Manevi Mimarlar programının bu haftaki konusu Isparta'nın Merkez İlçesinde bulunan Gülcü (Hacı Ivaz) Camii oldu. Isparta İl Müftü Yardımcısı Halil Taş, caminin kaç yılında yapıldığını, adının nereden geldiğini ve şuanki yapıda bugüne kadar yapılan faaliyetleri anlattı.
Taş, caminin tarihi yıllara göre adının değiştiğini belirterek, bu isim değişikliğinin hem coğrafi hem de yaşanan olaylardan dolayı olduğunu belirtti.
Şöyle ki söz konusu caminin Hacı ivaz tarafından yapıldığı için Hacı İvaz Camii diye biliniyor.Ancak gerek konumu gerekse de caminin bulunduğu bölgede büyük zatlar olduğu için adının bu yönde değiştiğini belirtti.
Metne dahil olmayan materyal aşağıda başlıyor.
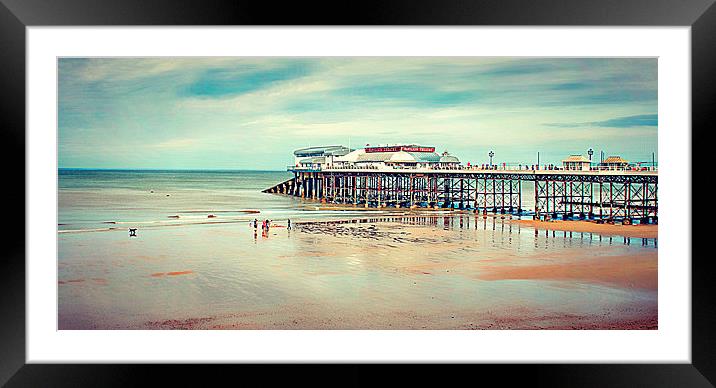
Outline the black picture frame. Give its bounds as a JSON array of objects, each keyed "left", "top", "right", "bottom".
[{"left": 0, "top": 0, "right": 716, "bottom": 387}]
Camiinin adı aynı zamanda meydanlık veya Gülcü cami diye de geçiyor.
Taş ifadelerinde caminin yapım sürecini ve sonrasını şöyle açıklıyor;
"İlk olarak mescid şeklinde yapıldı. Bu mahallenin ismi 1568 tarihinde arşiv kayıtlarında geçmekte olup hane sayısı 11 nefer sayısı da 13 kişi olarak kaydedilmiştir.
ISPARTA'DA MAHALLE ADLARI BUNA GÖRE VERİLMİŞ
Mahalle Hacı Ayvaz şeklinde de anılmıştır. 1510’lu yıllarda geçtiği için caminin yapım tarihi de bu yılllara denk geldiği düşünülüyor. Genellikle mahalle isimleri o yerde bulunan mescid veya camii adları ile anılıyor. Buna örnek olarak Camii Atik mahallesi gibi örnekler verilebilir.
Coğrafi konuma göre isim olarak da Dere Mahallesi örnek verilebilir. Çünkü bulunduğu konumda zamanında dere varmış.
Aynı şekilde uğraşılan meslekler de Isparta’da mahalle adlarını taşıyor. Buna da örnek olarak hayvan derisi işleyenlerin bulunduğu yere tabaklar veya Doğan besleyenlerin bulunduğu bölgeye ise Doğancılar mahallesi denilmiştir.
Devlet işleriyle meşgul olan kişilerin bulunduğu yerler de mahalle adları olarak anılmıştır. Buna örnek olarak Sülü Bey mahallesi gibi örnek verilebilir.
2 BİN KURUŞ BAĞIŞLIYOR
Bu bina ilk olarak mescid iken daha sonra camiye çevriliyor. Ancak bu bina Hacı İvaz Mahallesi sakinleri mahallede nufüs artışından dolayı camiye sığamamış. Bu yüzden bu mescidi cami olarak cevirmişler. Mahalle sakinlerinden Mehmet oğlu İsmail ilk önce mescidi tamir edip daha sonra minber koydu. Mescidin çeşitli ihtiyaçlarını karşılamış. Tamir için 2 bin kuruş para vermiştir. Bu para değlerlendirilmek üzere vermiş. Bu paranın karından 250 kuruşunu imam hatibe bağışlamış. Ayrıca tebliyet görevini ölünceye kadar kendi üzerinde olmasını vefat edince erkek çocuklarına verilmesini şart koşmuştur. Bir imam ve vakfı devam ettiren mütevelli oluyordu. Biz bu kaynakları Isparta İlahiyat Fakültesi dekanı Prof. Dr. Sadık Akdemir’in Isparta vakıfları kitabından faydalandık." dedi.